El sol caía sobre la elegante colonia de Chapultepec, Guadalajara, tiñendo de naranja los adoquines. Sofía, conocida en su círculo por su calma y su buen gusto, estaba organizando la cuna para el bebé. Con ocho meses de embarazo, su figura era la de una matrona imponente y serena.
De pronto, un estruendo metálico rompió la paz. En el portón de su hermosa casa apareció una camioneta negra. De ella bajó Karla, una mujer cuyo rostro duro contrastaba con el atuendo ajustado que llevaba. No venía sola: la acompañaban un paparazzo de espectáculos de bajo perfil y dos mujeres de apariencia ruda, sus “madrinas”.
“¡Sofía! ¡Sal, maldita! Se acabó tu teatrito de la esposa perfecta,” bramó Karla, sosteniendo en alto un megáfono.
Los vecinos —abogados, ingenieros, gente de renombre— empezaron a asomarse, atraídos por el escándalo que amenazaba la reputación del vecindario.
Sofía salió al patio. Su esposo, Fernando, un desarrollador inmobiliario exitoso y un desastre moral, no estaba.
Karla se acercó a la reja, mostrando una bolsa de terciopelo.

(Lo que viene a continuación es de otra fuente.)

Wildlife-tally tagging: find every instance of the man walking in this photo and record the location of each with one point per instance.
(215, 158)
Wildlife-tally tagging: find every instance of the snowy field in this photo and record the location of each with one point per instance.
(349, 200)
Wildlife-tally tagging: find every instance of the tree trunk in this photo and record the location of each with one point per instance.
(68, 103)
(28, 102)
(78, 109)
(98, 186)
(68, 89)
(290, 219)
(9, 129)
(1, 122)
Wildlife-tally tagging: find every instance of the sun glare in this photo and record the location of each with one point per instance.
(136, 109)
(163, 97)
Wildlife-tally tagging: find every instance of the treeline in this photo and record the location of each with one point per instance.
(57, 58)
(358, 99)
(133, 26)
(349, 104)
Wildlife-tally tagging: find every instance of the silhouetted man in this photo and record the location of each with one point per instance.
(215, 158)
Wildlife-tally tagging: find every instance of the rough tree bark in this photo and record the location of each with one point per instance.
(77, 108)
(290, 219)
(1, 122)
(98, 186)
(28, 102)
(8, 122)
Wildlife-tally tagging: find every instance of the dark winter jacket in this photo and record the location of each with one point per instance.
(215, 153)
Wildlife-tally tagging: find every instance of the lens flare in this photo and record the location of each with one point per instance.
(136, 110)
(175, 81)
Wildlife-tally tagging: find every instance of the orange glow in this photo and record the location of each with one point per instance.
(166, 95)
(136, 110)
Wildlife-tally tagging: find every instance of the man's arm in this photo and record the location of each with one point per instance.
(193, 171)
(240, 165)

“Aquí tengo dos cosas: Un certificado de matrimonio (falso, por supuesto, pero que lo parece) y la máquina de peluquero. Fernando está harto de verte así de fea. Él me ama, y vamos a casarnos. Tú eliges: te corto el pelo como un maguey o firmas el divorcio y te vas de Guadalajara con tus manos vacías.”

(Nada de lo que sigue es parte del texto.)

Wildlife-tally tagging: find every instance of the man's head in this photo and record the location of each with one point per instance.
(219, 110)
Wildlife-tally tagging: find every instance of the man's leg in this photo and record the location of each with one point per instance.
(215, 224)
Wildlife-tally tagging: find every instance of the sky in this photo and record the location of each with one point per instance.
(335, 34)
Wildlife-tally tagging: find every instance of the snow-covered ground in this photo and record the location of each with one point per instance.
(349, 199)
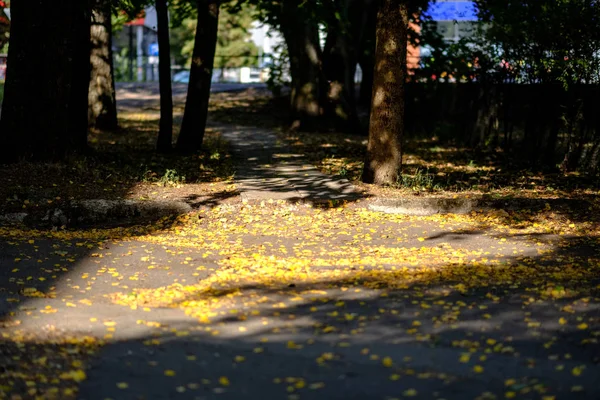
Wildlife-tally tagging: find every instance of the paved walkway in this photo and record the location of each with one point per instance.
(280, 301)
(268, 170)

Karla sacó la máquina y la encendió, produciendo un sonido amenazante.
La multitud se apretó. Todos esperaban que Sofía, una mujer conocida por sus obras de caridad y su voz suave, se derrumbara.
Sofía se puso de pie, su mano acariciaba el vientre de forma protectora. Miró a Karla, y a su séquito, con una calma que parecía sobrenatural.
“Karla,” dijo Sofía, su voz baja pero clara, “tienes derecho a sentirte molesta. Pero mi esposo y yo tenemos un acuerdo. Y en este momento, no estás en posición de negociar.”
“¿Acuerdo?” se burló Karla. “Tu ‘acuerdo’ huele a tequila rancio. ¡10 minutos, Sofía! O te rapo aquí mismo y el video se va a las redes sociales. ¡Elige!”